Wis JI—Criminal 951, Comment 1.

[4]  Defense counsel testified at Williams’s postconviction motion hearing that if she had understood the court’s ruling on the motion in limine, she would have tried to introduce the testimony of Williams’s grandmother and aunt to establish Williams was disciplined with a belt as a child. 

[5]  Williams also contends that the evidence was relevant to whether he intentionally caused harm to A.B.A. because intentional child abuse is a specific intent crime.  However, Williams was acquitted of intentionally causing harm to a child.  Thus, he cannot show that he was prejudiced in his defense as to intentionally causing harm to a child by his attorney’s failure to introduce that evidence. 

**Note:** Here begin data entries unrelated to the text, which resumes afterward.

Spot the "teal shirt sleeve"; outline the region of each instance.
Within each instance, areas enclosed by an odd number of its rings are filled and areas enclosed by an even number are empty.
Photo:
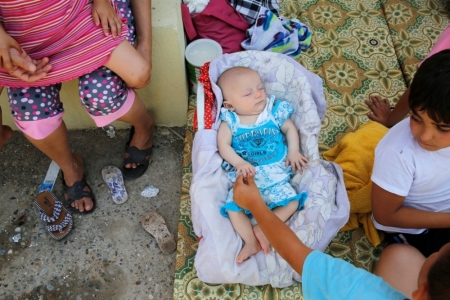
[[[302,290],[306,300],[408,299],[381,277],[320,251],[306,257]]]
[[[272,109],[272,114],[275,118],[278,127],[283,126],[284,121],[286,121],[286,119],[288,119],[293,112],[294,109],[291,107],[289,102],[282,100],[275,100]]]

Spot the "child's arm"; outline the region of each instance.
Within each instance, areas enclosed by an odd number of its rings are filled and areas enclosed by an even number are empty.
[[[96,26],[102,26],[103,32],[109,36],[109,32],[114,38],[120,36],[122,32],[122,20],[117,15],[109,0],[94,0],[92,4],[92,19]]]
[[[295,173],[298,170],[302,172],[302,167],[308,168],[308,159],[300,153],[300,138],[298,136],[297,128],[291,119],[286,119],[283,126],[281,126],[281,132],[286,136],[288,155],[286,159],[286,167],[290,164],[292,171]]]
[[[303,263],[312,249],[305,246],[295,233],[284,224],[263,202],[253,176],[244,180],[239,176],[234,184],[234,201],[251,211],[270,244],[298,273],[302,274]]]
[[[247,178],[248,175],[255,175],[255,167],[237,155],[231,147],[231,139],[231,130],[228,127],[227,122],[223,121],[220,124],[217,133],[217,145],[220,156],[236,168],[236,174],[242,174],[245,178]]]
[[[405,197],[372,183],[372,212],[384,225],[401,228],[449,228],[450,213],[424,211],[403,205]]]
[[[389,100],[379,97],[372,97],[371,101],[366,100],[365,103],[370,108],[367,114],[369,119],[383,124],[386,127],[392,127],[403,120],[409,112],[409,88],[403,93],[400,99],[391,111]]]
[[[131,0],[131,8],[136,23],[136,50],[144,57],[152,69],[152,1]]]

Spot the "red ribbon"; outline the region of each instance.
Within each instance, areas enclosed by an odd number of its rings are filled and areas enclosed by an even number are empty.
[[[214,101],[214,94],[211,88],[211,81],[209,79],[209,62],[205,63],[203,67],[200,68],[200,77],[198,82],[203,83],[203,90],[205,92],[205,129],[212,129],[212,125],[216,119],[213,115],[213,110],[217,112],[216,102]]]

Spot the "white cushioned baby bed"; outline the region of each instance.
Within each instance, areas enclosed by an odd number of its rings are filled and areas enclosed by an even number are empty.
[[[213,59],[209,69],[219,108],[216,111],[220,111],[223,98],[215,83],[224,70],[234,66],[257,71],[267,95],[289,101],[295,110],[291,119],[300,133],[301,152],[310,162],[309,168],[302,175],[295,175],[291,184],[298,191],[306,191],[308,199],[304,208],[288,220],[288,225],[306,245],[323,251],[347,222],[350,205],[342,169],[319,156],[318,135],[326,110],[322,80],[284,54],[264,51],[225,54]],[[203,104],[199,103],[197,115],[203,117]],[[229,219],[219,212],[231,188],[217,149],[220,122],[217,114],[213,129],[199,129],[192,150],[192,222],[196,235],[201,238],[194,263],[198,278],[207,283],[271,284],[273,287],[301,281],[301,276],[273,249],[267,255],[259,251],[242,264],[236,263],[243,242]]]

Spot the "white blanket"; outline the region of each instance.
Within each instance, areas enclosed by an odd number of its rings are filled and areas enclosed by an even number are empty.
[[[302,175],[292,178],[291,184],[298,191],[306,191],[308,199],[304,208],[288,220],[288,225],[306,245],[323,251],[347,222],[350,205],[342,169],[319,157],[318,135],[326,107],[322,80],[283,54],[263,51],[225,54],[213,59],[209,71],[217,107],[222,106],[223,98],[215,82],[224,70],[233,66],[256,70],[266,93],[289,101],[295,110],[291,119],[299,129],[301,152],[310,163]],[[201,111],[198,116],[202,116]],[[294,280],[301,281],[301,276],[273,249],[267,255],[260,251],[242,264],[236,263],[243,242],[229,219],[219,212],[231,188],[217,149],[219,125],[216,116],[213,129],[197,131],[192,149],[192,222],[196,235],[201,237],[194,263],[198,278],[207,283],[271,284],[280,288]]]

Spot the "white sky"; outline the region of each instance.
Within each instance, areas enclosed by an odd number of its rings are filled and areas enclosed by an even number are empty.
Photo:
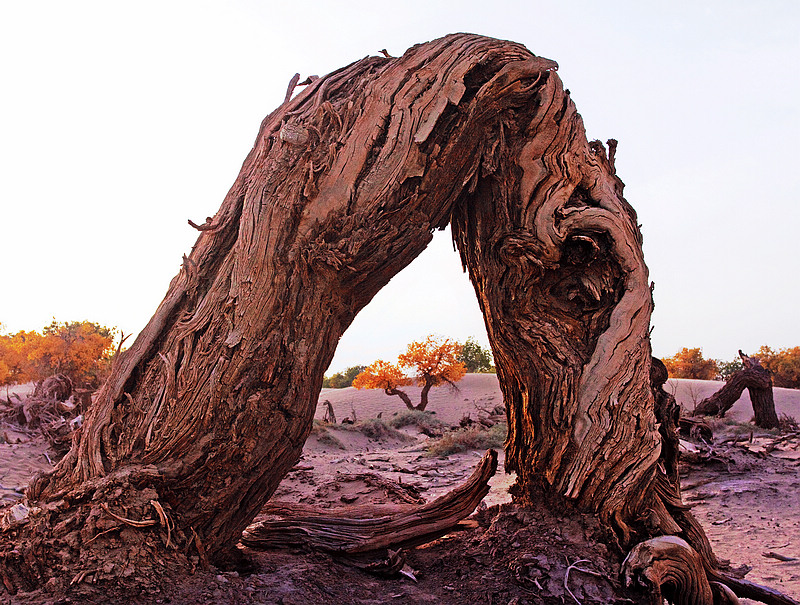
[[[0,322],[138,332],[295,72],[456,31],[558,61],[589,137],[619,139],[657,355],[800,344],[796,0],[0,0]],[[431,332],[488,342],[446,234],[331,370]]]

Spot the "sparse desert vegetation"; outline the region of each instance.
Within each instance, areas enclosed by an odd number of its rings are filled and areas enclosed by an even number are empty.
[[[498,449],[503,447],[508,426],[498,423],[492,427],[473,424],[465,428],[447,431],[427,447],[430,456],[444,458],[467,450]]]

[6]  Williams argues that even if the test for reasonable force is objective, the testimony evidence was relevant to whether he intended the use of force as discipline.  He contends the prosecutor implied in his closing argument that Williams inflicted the punishment not to discipline A.B.A., but because he was frustrated his evening plans were interrupted.  Williams contends the prosecutor thus argued that the nature of his actions were not disciplinary, and the testimony of his grandmother and aunt was necessary to support his testimony that he did intend the spanking as discipline.  Because the evidence clearly supports a finding that the amount of force used was unreasonable even if intended as discipline, we conclude that any error by Williams’s attorney in failing to introduce the testimony does not undermine our confidence in the outcome of the trial. 

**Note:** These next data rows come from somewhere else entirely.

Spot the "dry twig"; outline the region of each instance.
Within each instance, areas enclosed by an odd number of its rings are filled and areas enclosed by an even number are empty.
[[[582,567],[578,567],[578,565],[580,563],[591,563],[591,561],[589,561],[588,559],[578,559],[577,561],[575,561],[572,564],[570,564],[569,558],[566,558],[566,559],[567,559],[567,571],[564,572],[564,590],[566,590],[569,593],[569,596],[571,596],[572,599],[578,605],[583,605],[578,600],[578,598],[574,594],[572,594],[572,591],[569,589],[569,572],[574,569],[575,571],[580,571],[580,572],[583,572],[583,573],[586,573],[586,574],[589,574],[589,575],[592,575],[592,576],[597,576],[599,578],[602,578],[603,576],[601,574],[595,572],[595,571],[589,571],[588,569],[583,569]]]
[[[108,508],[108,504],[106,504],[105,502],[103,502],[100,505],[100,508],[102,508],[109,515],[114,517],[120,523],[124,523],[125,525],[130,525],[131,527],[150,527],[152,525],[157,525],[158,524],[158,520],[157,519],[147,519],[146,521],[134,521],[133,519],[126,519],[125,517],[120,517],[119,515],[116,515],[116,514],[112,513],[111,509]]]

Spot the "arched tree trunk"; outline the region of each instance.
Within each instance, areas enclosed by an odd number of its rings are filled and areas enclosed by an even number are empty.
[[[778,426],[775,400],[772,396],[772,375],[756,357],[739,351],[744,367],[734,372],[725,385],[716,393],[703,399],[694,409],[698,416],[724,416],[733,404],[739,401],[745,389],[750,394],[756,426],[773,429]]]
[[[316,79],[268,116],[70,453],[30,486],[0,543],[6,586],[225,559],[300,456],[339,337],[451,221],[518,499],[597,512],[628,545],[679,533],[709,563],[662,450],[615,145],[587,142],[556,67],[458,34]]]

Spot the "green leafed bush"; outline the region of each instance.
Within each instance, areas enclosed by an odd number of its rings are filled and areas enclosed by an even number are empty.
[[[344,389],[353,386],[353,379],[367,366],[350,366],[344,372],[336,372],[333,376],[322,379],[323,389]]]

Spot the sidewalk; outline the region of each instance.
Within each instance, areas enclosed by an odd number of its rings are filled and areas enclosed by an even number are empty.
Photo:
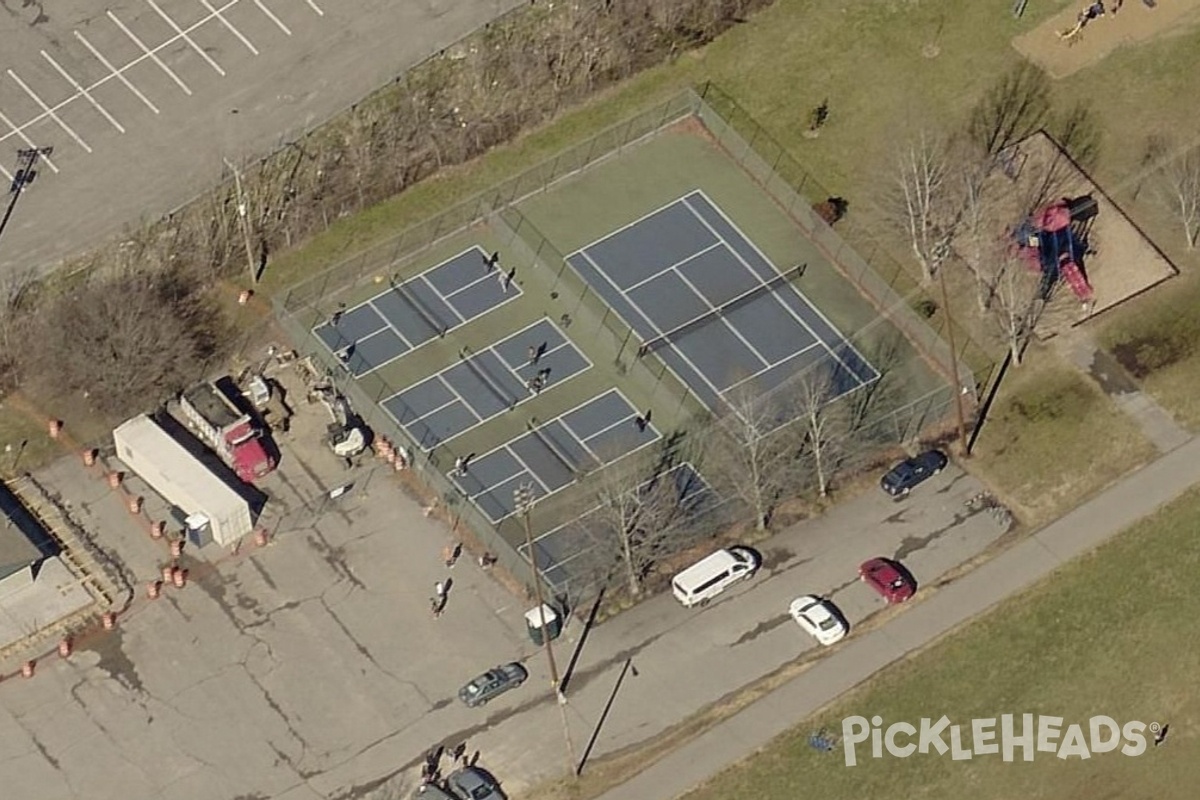
[[[679,797],[752,755],[889,664],[1029,588],[1198,482],[1200,437],[1129,475],[886,626],[855,637],[791,683],[601,795],[600,800]]]

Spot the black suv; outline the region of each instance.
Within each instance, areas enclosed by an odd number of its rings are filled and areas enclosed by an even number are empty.
[[[940,450],[926,450],[919,456],[906,458],[892,467],[879,480],[879,485],[892,497],[903,497],[912,491],[914,486],[945,469],[946,464],[945,453]]]

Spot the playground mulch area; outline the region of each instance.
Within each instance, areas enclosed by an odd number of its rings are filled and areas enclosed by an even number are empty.
[[[1133,223],[1122,208],[1096,184],[1091,177],[1068,157],[1045,133],[1039,132],[1015,145],[1012,152],[1014,178],[1003,174],[994,181],[1009,183],[1008,191],[1000,192],[1012,201],[1013,224],[1020,214],[1023,198],[1043,182],[1048,181],[1051,194],[1046,202],[1057,198],[1091,197],[1096,201],[1097,214],[1087,228],[1089,251],[1081,266],[1094,292],[1089,310],[1081,310],[1074,294],[1061,286],[1038,324],[1038,334],[1052,336],[1064,328],[1082,322],[1088,316],[1114,308],[1135,295],[1141,294],[1178,274],[1175,265]]]
[[[1143,0],[1104,3],[1106,13],[1087,22],[1078,31],[1077,17],[1092,4],[1079,0],[1047,19],[1037,28],[1013,39],[1023,56],[1051,77],[1065,78],[1086,69],[1114,50],[1132,47],[1165,35],[1177,35],[1200,24],[1200,0],[1158,0],[1154,7]]]

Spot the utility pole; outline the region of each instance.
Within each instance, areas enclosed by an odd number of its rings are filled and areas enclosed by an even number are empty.
[[[946,293],[946,273],[938,268],[938,282],[942,285],[942,313],[946,315],[946,341],[950,345],[950,371],[954,374],[954,410],[958,415],[958,451],[963,458],[969,458],[967,448],[967,421],[963,415],[963,385],[958,376],[958,351],[954,346],[954,318],[950,315],[950,299]]]
[[[529,554],[529,568],[533,571],[533,596],[537,602],[538,614],[542,621],[542,646],[546,650],[546,661],[550,665],[550,681],[554,686],[554,695],[558,700],[558,711],[562,718],[563,739],[567,743],[567,773],[579,777],[575,768],[575,745],[571,741],[571,726],[567,719],[567,697],[562,691],[562,682],[558,678],[558,665],[554,661],[554,647],[551,644],[550,629],[546,624],[546,604],[542,599],[542,572],[538,569],[537,558],[533,554],[533,527],[529,520],[530,509],[533,506],[533,486],[523,483],[513,490],[513,501],[521,520],[525,523],[525,551]]]
[[[0,234],[3,234],[4,229],[8,226],[8,220],[12,217],[13,209],[17,207],[17,200],[21,197],[21,192],[25,191],[25,187],[33,183],[33,179],[37,177],[35,168],[38,159],[53,152],[53,147],[33,147],[17,151],[17,171],[13,173],[12,184],[8,187],[8,208],[4,212],[4,218],[0,219]]]
[[[249,208],[246,205],[246,198],[242,194],[242,173],[228,158],[224,161],[225,166],[233,172],[233,188],[237,192],[238,222],[242,228],[242,241],[246,245],[246,267],[250,270],[250,285],[254,286],[258,284],[258,267],[254,263],[254,248],[250,246],[250,223],[246,219]]]

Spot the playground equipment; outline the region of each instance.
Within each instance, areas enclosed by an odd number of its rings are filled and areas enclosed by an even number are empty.
[[[1039,209],[1013,230],[1017,254],[1031,272],[1040,272],[1039,296],[1050,297],[1058,281],[1066,281],[1083,304],[1092,301],[1092,287],[1081,263],[1087,252],[1085,231],[1099,213],[1090,195],[1063,198]]]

[7]  Williams also argues that the court’s refusal to admit the testimony evidence denied him his constitutional right to present a defense because it interfered with his right to introduce important evidence to the jury.  See State v. Johnson, 118 Wis. 2d 472, 479-80, 348 N.W.2d 196 (Ct. App. 1984).  We reject that argument.  The trial court did not deny Williams an opportunity to present testimony evidence, but rather required an offer of proof before he could do so.  Further, we have concluded that Williams was able to raise and argue the defense of reasonable parental discipline to the jury and that the testimony evidence would not have supported that defense.